Residents at the apartments between West 89th and West 93rd streets say some of the issues they faced during Friday’s extreme rainfall—the heaviest the city has seen in two years—could have been avoided.
Clogged gutters and drains, tenants say, caused ceiling leaks and flood damage. “Proper protocols would have stopped all this,” Tibbs said. “I don’t care if you take a coat hanger or what, pop the drain up, let the water down.”
Waldron said she submitted a ticket in August for the drain in front of her building to be unclogged. It’s unclear if or when that ticket was closed, but she said workers came to clear the drain, which is hidden under metal trash bins, on Sunday—two days after the deluge.
When the storm landed on Friday, her building’s entryway, with a stoop on 91st Street, was filled with rainwater, resembling a pool. To stop it from seeping into her apartment in prior storms, Waldron would put towels in front of her door. This time she had help.

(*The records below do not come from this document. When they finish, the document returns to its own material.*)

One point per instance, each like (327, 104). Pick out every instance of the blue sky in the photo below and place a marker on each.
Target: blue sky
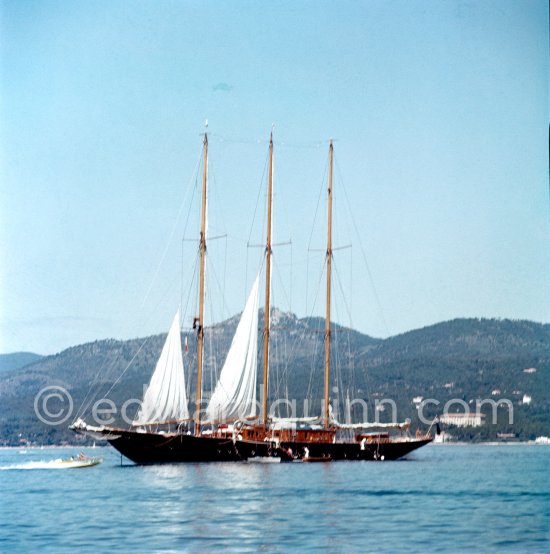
(439, 112)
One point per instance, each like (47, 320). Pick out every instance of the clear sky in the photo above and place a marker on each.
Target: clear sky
(439, 112)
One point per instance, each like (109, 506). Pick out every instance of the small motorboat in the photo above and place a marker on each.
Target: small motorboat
(75, 462)
(317, 459)
(263, 460)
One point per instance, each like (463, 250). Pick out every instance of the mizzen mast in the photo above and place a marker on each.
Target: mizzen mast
(326, 415)
(202, 249)
(267, 282)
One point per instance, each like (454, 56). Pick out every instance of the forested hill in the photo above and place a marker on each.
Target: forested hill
(465, 359)
(17, 360)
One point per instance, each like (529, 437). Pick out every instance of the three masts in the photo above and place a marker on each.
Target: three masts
(235, 431)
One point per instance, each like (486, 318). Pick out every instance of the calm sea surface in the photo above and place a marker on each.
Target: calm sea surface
(443, 498)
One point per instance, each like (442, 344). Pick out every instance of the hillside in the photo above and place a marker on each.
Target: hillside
(17, 360)
(464, 359)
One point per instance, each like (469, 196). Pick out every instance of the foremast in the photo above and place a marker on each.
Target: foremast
(267, 284)
(326, 414)
(200, 322)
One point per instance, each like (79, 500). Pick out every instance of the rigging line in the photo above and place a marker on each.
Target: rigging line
(314, 355)
(139, 350)
(348, 309)
(314, 144)
(321, 189)
(356, 229)
(260, 188)
(174, 226)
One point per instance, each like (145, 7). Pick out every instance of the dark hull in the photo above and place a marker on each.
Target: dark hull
(156, 448)
(392, 450)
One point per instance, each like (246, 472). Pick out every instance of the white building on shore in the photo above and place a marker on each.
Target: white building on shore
(463, 420)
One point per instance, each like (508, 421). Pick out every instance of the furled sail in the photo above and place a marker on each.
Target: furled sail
(235, 393)
(165, 398)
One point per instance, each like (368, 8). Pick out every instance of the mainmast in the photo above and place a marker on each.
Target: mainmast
(267, 280)
(202, 249)
(326, 414)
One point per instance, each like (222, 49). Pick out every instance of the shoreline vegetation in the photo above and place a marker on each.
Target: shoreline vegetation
(457, 361)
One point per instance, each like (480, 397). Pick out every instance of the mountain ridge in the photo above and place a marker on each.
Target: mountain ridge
(464, 358)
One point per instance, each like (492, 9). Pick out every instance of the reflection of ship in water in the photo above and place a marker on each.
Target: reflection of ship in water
(230, 429)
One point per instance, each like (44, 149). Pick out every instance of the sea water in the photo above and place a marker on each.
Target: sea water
(442, 498)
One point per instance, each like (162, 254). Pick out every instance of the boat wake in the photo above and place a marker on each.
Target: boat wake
(53, 464)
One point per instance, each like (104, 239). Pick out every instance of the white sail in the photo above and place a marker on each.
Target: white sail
(235, 393)
(165, 398)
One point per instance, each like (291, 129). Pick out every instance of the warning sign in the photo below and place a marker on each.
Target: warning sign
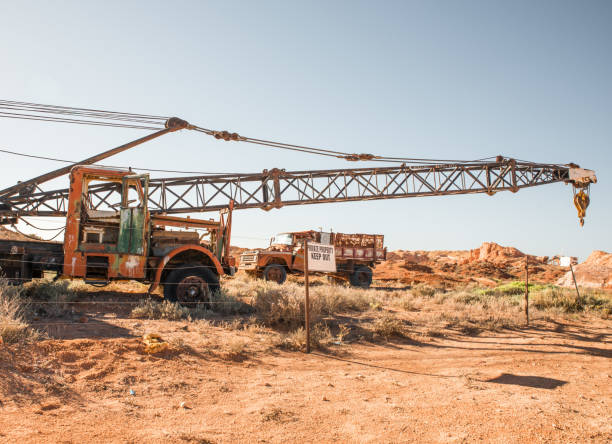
(321, 257)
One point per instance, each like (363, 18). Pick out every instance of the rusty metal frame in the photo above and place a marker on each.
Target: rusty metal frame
(278, 188)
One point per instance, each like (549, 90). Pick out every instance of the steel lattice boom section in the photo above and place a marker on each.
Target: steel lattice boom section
(277, 188)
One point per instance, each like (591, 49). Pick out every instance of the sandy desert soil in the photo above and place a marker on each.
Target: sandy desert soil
(551, 382)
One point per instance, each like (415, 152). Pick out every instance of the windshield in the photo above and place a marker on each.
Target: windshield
(282, 239)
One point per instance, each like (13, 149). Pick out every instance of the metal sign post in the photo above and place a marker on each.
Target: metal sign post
(574, 278)
(307, 301)
(317, 257)
(527, 289)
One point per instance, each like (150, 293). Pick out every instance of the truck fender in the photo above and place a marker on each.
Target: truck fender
(179, 250)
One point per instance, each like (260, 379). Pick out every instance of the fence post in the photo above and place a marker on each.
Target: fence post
(307, 301)
(527, 289)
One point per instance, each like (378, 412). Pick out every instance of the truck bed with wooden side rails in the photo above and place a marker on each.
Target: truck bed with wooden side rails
(356, 255)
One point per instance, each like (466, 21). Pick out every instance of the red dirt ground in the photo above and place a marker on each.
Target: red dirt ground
(548, 383)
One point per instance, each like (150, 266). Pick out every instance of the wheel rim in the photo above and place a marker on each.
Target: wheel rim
(192, 289)
(275, 274)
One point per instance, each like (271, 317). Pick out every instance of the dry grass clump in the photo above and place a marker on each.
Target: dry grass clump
(284, 304)
(388, 326)
(50, 298)
(423, 290)
(567, 301)
(150, 309)
(225, 303)
(320, 336)
(13, 310)
(508, 297)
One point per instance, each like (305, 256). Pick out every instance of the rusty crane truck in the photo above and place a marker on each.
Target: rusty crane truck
(120, 225)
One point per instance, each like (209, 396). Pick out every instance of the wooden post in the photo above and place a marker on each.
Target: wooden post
(527, 290)
(307, 301)
(574, 277)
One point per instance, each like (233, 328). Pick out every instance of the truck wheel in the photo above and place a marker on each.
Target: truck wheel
(275, 273)
(361, 277)
(191, 283)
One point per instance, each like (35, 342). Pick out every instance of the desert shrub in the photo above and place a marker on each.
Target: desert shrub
(150, 309)
(13, 310)
(50, 298)
(284, 304)
(514, 288)
(226, 304)
(334, 299)
(568, 301)
(423, 290)
(388, 326)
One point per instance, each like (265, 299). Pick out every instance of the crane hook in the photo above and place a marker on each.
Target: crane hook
(581, 202)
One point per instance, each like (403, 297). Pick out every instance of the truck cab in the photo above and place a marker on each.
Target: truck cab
(356, 255)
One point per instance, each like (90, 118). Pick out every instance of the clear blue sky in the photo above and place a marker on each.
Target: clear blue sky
(443, 79)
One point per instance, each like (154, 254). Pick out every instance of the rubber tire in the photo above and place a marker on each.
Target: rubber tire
(275, 267)
(178, 274)
(361, 277)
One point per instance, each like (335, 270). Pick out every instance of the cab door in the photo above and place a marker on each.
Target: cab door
(133, 215)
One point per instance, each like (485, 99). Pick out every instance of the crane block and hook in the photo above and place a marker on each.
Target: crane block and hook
(581, 179)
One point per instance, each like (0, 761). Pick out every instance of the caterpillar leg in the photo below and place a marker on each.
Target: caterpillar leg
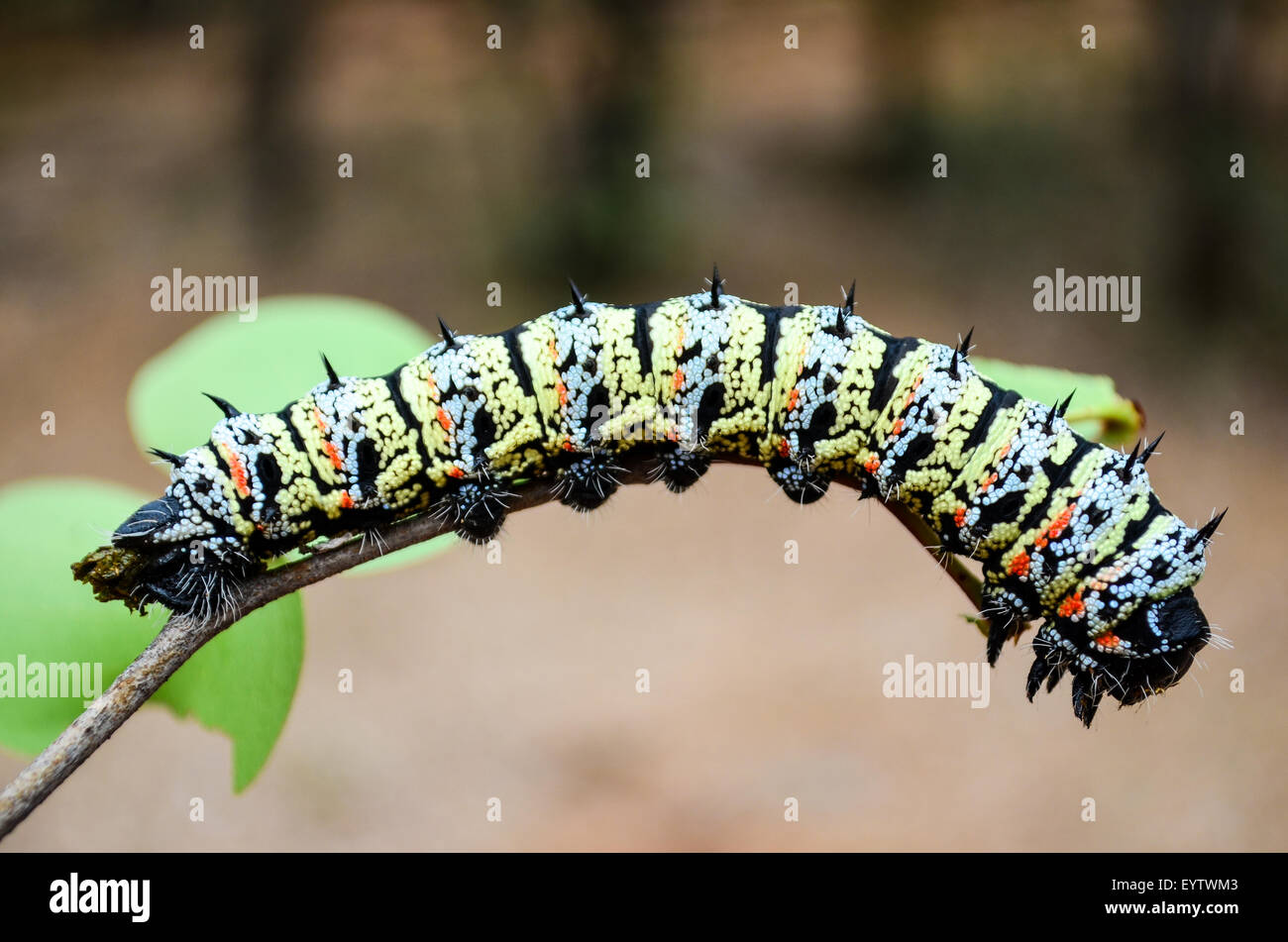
(681, 468)
(588, 481)
(802, 482)
(1006, 618)
(477, 507)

“What saved me was a new neighbor who [swept] out the water from my door to outside,” Waldron said. “He swept for an hour and a half before [NYCHA staff] came along.” The drain was unclogged by Sunday, she added.
Another seven-unit brownstone at nearby 42 West 90th St. has a sloped roof. On Friday morning, Tibbs said, the walls were “wet to the touch.” Inside, one tenant on the top floor had a “gigantic bubble” hanging from her ceiling, according to Tibbs. The next day, the ceiling fell.

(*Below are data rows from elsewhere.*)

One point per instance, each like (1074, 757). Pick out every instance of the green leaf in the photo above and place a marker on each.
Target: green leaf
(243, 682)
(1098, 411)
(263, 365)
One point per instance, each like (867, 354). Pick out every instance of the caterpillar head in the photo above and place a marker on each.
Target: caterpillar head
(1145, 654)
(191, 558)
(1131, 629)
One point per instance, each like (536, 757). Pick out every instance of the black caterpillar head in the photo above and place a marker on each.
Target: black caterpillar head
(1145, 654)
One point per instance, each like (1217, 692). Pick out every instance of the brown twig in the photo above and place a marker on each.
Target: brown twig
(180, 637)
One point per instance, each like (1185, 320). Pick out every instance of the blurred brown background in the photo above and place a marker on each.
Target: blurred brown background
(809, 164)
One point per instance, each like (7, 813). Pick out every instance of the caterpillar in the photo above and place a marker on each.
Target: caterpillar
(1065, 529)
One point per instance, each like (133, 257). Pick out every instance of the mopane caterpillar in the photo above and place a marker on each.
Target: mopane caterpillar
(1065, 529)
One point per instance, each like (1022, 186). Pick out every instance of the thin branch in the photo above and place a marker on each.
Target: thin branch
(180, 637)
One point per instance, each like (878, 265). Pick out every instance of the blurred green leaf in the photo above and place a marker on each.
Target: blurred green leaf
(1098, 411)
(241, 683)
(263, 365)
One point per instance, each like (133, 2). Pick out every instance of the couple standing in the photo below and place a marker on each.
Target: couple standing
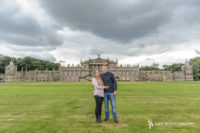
(105, 88)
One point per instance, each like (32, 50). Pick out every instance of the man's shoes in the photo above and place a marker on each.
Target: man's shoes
(116, 121)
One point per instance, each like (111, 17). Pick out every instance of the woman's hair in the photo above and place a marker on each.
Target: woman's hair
(98, 78)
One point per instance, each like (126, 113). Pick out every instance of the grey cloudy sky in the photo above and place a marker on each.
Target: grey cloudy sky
(134, 31)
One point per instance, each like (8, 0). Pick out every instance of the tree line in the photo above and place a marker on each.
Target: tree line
(31, 63)
(28, 63)
(195, 62)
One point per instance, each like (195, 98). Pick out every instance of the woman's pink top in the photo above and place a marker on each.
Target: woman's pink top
(98, 89)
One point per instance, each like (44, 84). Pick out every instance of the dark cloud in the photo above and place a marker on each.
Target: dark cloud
(23, 29)
(118, 20)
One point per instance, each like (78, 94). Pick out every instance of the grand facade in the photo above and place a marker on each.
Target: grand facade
(83, 72)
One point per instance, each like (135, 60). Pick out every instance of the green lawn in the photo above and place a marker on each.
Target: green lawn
(62, 107)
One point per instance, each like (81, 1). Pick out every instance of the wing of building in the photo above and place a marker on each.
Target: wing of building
(83, 72)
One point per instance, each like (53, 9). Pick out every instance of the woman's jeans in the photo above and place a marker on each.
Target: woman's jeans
(99, 101)
(110, 96)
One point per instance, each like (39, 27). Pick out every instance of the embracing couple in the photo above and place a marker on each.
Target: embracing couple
(105, 88)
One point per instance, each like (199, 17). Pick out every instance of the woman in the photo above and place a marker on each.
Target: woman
(98, 93)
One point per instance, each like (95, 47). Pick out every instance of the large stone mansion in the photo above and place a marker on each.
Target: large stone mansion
(83, 72)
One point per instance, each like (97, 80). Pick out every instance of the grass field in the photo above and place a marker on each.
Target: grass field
(62, 107)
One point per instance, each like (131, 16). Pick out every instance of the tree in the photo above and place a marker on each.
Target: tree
(195, 62)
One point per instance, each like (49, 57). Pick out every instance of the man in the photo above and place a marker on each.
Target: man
(110, 93)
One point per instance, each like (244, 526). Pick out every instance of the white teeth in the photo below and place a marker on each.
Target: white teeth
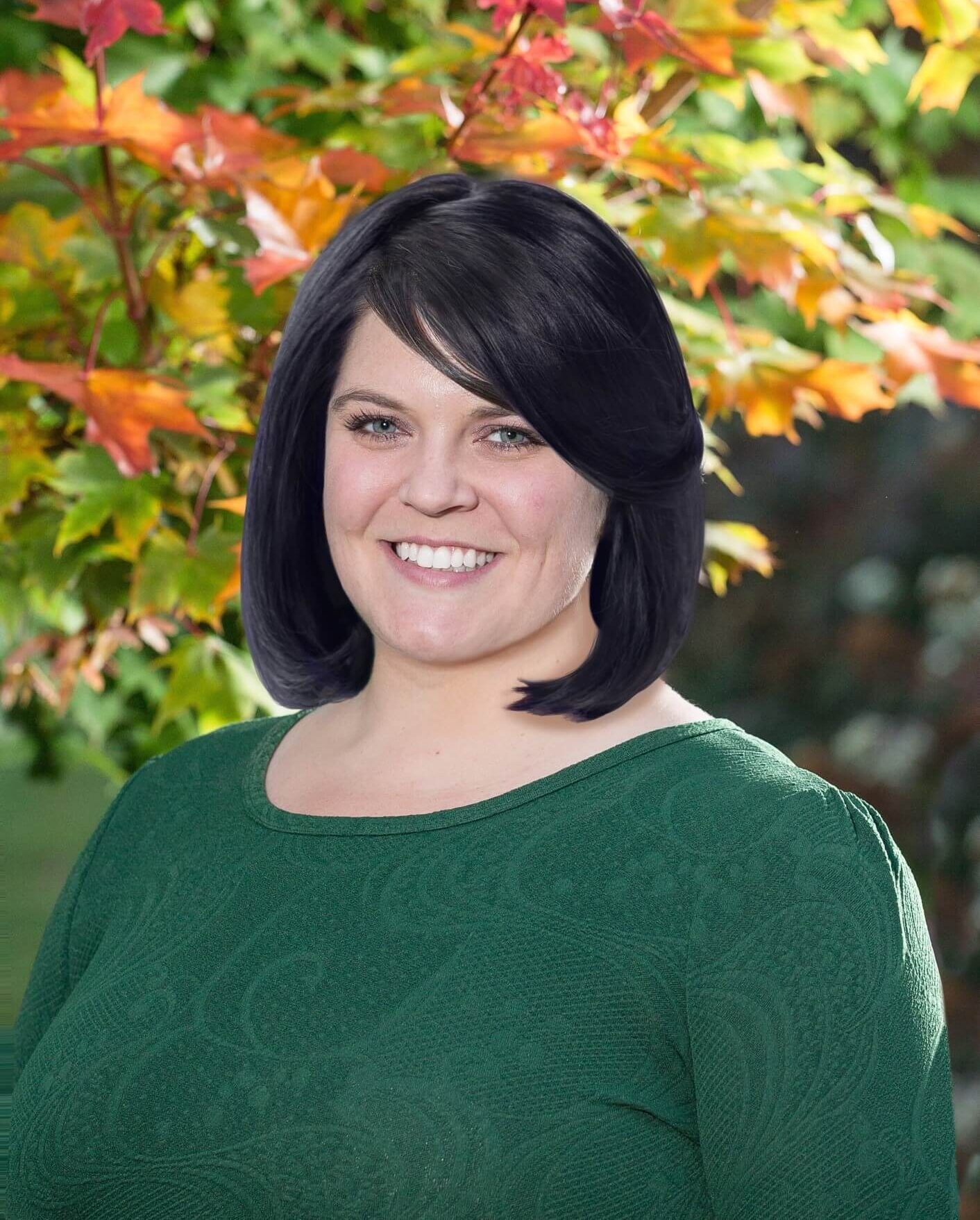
(445, 558)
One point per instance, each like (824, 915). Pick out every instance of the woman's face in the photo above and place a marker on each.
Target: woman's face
(438, 472)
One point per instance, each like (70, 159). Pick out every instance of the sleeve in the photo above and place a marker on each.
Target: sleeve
(64, 951)
(818, 1037)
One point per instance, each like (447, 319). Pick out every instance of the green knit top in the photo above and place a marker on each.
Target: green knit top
(682, 978)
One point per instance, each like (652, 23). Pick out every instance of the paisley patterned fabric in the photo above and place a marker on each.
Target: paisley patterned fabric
(683, 978)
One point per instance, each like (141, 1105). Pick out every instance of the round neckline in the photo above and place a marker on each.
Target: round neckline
(261, 809)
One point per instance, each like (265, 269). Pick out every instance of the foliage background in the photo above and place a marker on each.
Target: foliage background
(801, 182)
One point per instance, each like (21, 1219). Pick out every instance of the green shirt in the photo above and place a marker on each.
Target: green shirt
(683, 978)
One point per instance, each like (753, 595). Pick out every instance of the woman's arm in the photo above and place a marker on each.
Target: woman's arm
(820, 1046)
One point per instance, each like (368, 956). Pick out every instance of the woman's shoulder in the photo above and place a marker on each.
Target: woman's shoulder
(741, 791)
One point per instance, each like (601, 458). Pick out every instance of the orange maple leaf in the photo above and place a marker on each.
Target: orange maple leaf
(293, 210)
(913, 346)
(122, 406)
(132, 120)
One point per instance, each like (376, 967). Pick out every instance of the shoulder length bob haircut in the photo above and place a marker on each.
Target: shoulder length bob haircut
(550, 314)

“Imagine waking up to a loud thud and your ceiling is on the floor,” Tibbs said. Crumpled bits of drywall scattered. Within the hour, two other apartments below had partially collapsed ceilings, according to photographs shared with Tibbs. City Limits was unable to reach the tenants for comment.
By Saturday afternoon, a cleanup crew arrived at the properties to get the drywall off the floor and apply plywood in the interim.The ceilings, Tibbs was told, need to be dry before they can be repaired.
In a statement, a NYCHA spokesperson said that the authority responded to flooding issues across the city stemming from Friday’s rainfall.
“NYCHA has worked tirelessly alongside its city partners to abate flooding conditions where they existed at developments across the portfolio during and in the immediate aftermath of the storm,” a NYCHA spokesman wrote in a statement. “At this time, we are continuing to address the resulting conditions.”
But tenants say the challenges they face are systemic. At a recent City Council meeting, NYCHA said a decrease in maintenance workers makes it harder to complete outstanding tasks.
In June, NYCHA reported 604,645 open work orders—for jobs such as painting, plastering and carpentry. The cost of these work orders, or “tickets,” is factored into the estimated $78.3 billion NYCHA says it needs to complete repairs over the next 20 years.
Tibbs said she and her neighbors have established “really good communication” with [NYCHA] management.
“However, Friday was overwhelming,” Tibbs said. “During emergency preparedness, all of this should have been handled two days before. They knew it was going to rain Friday. So this is not a mayor problem. This is not a City Council problem. This is a NYCHA problem where you don’t make sure your workers have all drains cleared and all leaves out of gutters.”